In their petition, Iftkhar Ali and his siblings claimed that their father Faqur Din was a “hereditary state subject” as per a permanent resident certificate that ceased to exist after the abrogation of Article 370 in 2019, The Indian Express reported.

Din was also an Indian citizen under the 1955 Citizenship Act, the petition said, adding that their family owned about 17 acres of land and a house at Salwah village.

However, Pakistan had taken over areas along the Line of Control, including where Din, his wife and three children were settled, during the 1965 India-Pakistan war, the petition said. Subsequently, Din and his family spent years at a camp in Pakistan Occupied Kashmir, The Indian Express reported.

The petition said that Din had made frequent representations to the Pakistan government to aid them in their return to Salwah.

The family eventually returned to the village between the late 1980s and early 1990s, according to the newspaper.

A petition by Din to the court seeking directions that they not be moved out of Jammu and Kashmir had been rejected, the petition noted. The court had said that citizenship could only be decided by an appropriate authority and directed him to approach the Centre.

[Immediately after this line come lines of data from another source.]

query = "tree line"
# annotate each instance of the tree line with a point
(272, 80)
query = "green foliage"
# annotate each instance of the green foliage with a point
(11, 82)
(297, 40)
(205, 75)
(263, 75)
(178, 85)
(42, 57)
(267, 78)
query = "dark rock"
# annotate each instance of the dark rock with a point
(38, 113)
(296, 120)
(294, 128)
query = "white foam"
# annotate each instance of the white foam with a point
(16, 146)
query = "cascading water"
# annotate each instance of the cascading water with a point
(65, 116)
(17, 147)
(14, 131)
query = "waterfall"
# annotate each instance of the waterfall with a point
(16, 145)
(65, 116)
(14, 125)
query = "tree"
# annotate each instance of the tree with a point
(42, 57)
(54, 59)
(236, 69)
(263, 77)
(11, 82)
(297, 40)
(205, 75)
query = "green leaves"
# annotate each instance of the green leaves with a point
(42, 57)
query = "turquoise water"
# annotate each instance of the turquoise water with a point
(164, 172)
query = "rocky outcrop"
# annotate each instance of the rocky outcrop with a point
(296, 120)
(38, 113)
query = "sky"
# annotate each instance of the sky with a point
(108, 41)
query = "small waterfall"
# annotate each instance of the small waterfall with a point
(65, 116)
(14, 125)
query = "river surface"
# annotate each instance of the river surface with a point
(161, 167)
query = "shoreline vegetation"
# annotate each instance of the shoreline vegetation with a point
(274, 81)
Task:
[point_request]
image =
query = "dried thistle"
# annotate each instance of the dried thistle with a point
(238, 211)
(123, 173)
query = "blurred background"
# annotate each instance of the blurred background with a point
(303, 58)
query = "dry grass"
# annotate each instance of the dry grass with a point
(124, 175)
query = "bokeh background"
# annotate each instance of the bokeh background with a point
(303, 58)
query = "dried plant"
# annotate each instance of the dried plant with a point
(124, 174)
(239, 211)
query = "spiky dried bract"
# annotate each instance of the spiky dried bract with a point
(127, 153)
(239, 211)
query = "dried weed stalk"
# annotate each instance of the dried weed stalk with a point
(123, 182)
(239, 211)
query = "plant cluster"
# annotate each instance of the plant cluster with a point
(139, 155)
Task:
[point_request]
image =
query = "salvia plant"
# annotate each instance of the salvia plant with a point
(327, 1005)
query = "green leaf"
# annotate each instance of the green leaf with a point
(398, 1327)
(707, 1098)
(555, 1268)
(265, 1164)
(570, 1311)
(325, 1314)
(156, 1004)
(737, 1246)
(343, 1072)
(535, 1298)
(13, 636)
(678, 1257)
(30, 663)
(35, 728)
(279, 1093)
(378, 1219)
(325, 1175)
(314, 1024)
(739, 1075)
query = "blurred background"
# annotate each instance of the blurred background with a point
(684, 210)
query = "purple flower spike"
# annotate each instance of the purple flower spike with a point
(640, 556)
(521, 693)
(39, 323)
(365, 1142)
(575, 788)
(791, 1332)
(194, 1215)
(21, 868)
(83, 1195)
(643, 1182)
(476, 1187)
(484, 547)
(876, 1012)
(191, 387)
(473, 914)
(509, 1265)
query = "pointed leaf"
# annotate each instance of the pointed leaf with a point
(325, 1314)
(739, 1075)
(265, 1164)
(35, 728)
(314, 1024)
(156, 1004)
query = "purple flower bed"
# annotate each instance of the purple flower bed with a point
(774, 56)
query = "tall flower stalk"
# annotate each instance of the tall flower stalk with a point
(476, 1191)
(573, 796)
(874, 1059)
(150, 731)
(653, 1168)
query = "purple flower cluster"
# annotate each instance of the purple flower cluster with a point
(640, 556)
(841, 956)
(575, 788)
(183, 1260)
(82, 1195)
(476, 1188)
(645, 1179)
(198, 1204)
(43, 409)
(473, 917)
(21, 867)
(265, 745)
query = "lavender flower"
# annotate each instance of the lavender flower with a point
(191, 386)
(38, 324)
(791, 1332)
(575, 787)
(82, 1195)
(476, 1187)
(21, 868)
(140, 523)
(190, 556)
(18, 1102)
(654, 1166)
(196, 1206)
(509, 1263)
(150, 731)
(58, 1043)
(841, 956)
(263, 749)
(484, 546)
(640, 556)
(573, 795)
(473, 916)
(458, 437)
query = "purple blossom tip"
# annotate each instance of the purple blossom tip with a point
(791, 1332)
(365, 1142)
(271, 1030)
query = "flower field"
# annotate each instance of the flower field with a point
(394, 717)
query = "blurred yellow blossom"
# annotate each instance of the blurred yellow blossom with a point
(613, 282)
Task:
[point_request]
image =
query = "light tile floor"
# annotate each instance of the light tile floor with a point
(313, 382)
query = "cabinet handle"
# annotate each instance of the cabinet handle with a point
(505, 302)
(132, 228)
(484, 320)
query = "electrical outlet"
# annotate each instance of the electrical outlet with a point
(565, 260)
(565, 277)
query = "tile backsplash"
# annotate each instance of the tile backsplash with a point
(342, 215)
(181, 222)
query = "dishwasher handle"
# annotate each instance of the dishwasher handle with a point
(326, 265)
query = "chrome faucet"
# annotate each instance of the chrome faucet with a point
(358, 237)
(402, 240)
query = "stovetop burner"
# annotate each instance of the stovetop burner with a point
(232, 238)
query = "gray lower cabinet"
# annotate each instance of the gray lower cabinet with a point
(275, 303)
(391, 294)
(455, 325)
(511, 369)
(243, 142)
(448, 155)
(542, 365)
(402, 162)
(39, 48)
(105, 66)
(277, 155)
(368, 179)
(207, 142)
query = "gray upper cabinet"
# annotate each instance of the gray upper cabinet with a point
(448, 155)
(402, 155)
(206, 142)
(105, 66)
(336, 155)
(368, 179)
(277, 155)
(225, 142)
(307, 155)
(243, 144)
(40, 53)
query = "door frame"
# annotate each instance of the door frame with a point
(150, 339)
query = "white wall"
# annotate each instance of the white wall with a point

In 1997, the authorities in Jammu and Kashmir issued “state subject” status, or permanent resident status, to Iftkhar Ali. His siblings were granted the status in 2000.

However, the petitioners claimed that this status was cancelled on the basis of “false” complaints by their relatives in a matter related to a property dispute, The Indian Express reported. The siblings said that the matter was still pending before the court.

Pahalgam terror attack

Twenty-six persons were killed and 17 were injured in the attack near Pahalgam in Jammu and Kashmir on April 22.

The attack took place in the Baisaran area of Anantnag district. Militants fired at tourists, most of whom were from outside the state. The terrorists targeted tourists after asking their names to ascertain their religion, the police said. All but three of those who died were Hindu.

At least 537 Pakistanis left India through the Attari-Wagah border crossing at the end of the deadline on April 27.